Shepard Fairey devient instantanément une star du « Street art »  et place dans son Manifeste écrit en 1990 son travail sous le signe de la philosophie de Heidegger : « La phénoménologie vise avant tout à réveiller le sens du questionnement sur notre environnement. Mes affiches essaient de stimuler la curiosité et d'amener les gens à mettre en question à la fois l'affiche et leur relation avec ce qui les entoure (…). L'affiche n'a pas de sens en soi, mais elle existe uniquement pour pousser les gens à réagir, à la contempler et à lui chercher une signification. »

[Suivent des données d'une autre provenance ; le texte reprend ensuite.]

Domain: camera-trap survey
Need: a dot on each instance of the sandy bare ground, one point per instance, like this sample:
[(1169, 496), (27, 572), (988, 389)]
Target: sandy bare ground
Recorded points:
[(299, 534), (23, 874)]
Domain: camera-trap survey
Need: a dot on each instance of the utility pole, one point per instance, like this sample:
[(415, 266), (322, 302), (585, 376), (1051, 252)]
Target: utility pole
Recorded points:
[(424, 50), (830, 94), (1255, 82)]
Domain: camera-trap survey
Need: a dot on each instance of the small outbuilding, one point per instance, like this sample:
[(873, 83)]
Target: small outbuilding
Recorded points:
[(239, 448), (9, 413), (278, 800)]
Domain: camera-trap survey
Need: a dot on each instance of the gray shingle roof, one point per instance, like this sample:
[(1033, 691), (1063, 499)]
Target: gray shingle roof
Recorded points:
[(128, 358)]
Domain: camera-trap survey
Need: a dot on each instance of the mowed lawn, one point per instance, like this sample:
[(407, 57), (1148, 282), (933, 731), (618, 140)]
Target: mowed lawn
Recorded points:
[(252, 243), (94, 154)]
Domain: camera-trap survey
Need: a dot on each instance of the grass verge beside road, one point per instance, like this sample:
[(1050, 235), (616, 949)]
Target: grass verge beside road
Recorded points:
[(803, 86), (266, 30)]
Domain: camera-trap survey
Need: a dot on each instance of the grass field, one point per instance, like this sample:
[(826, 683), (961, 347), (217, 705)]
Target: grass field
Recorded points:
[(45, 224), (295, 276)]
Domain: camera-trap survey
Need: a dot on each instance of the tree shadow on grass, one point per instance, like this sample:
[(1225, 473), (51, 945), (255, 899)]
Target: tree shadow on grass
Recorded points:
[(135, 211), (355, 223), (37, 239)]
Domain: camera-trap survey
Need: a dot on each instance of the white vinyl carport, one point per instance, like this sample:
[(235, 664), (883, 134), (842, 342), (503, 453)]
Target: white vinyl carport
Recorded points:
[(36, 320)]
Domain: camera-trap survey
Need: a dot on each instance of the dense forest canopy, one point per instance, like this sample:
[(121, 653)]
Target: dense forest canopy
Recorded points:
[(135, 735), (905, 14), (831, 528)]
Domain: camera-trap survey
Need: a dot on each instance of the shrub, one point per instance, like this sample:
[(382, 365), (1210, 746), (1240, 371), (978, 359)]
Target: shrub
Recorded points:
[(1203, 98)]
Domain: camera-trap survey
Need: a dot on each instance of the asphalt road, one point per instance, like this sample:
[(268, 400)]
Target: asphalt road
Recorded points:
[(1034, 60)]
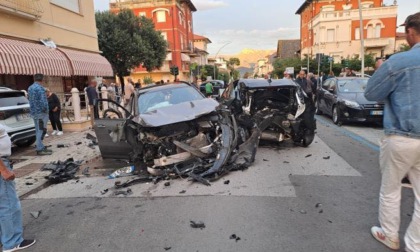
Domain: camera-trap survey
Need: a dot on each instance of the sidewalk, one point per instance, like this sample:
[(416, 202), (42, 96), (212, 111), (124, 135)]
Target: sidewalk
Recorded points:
[(27, 164)]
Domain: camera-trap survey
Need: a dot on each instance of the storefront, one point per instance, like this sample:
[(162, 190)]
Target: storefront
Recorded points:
[(64, 68)]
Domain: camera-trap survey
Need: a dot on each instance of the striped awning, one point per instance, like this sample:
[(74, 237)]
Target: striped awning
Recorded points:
[(88, 64), (25, 58)]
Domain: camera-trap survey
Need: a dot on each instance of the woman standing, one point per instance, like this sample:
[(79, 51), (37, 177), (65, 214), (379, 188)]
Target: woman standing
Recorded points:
[(54, 113)]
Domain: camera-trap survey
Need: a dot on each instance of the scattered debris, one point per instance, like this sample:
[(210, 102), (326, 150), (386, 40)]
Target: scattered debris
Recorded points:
[(62, 171), (122, 172), (86, 172), (198, 224), (36, 214), (235, 237), (125, 193)]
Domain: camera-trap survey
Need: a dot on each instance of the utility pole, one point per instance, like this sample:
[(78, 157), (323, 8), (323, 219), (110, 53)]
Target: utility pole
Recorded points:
[(362, 40)]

Au milieu des années 90, Shepard Fairey choisit le slogan Obey (« Obéis ! ») comme signature et marque de fabrique après avoir vu le film de science fiction politique They live (Invasion de Los Angeles en français) de John Carpenter, film où le héros découvre grâce à des lunettes spéciales que le monde apparent n’est qu’une mise en condition, un asservissement des humains par une minorité d’extraterrestres qui dirige la Terre. Shepard Fairey continue sa carrière depuis lors en alternant un travail de graphiste et illustrateur (pochettes de CDs, etc) et street art engagé (avec des affiches anti-Bush en 2004 par exemple).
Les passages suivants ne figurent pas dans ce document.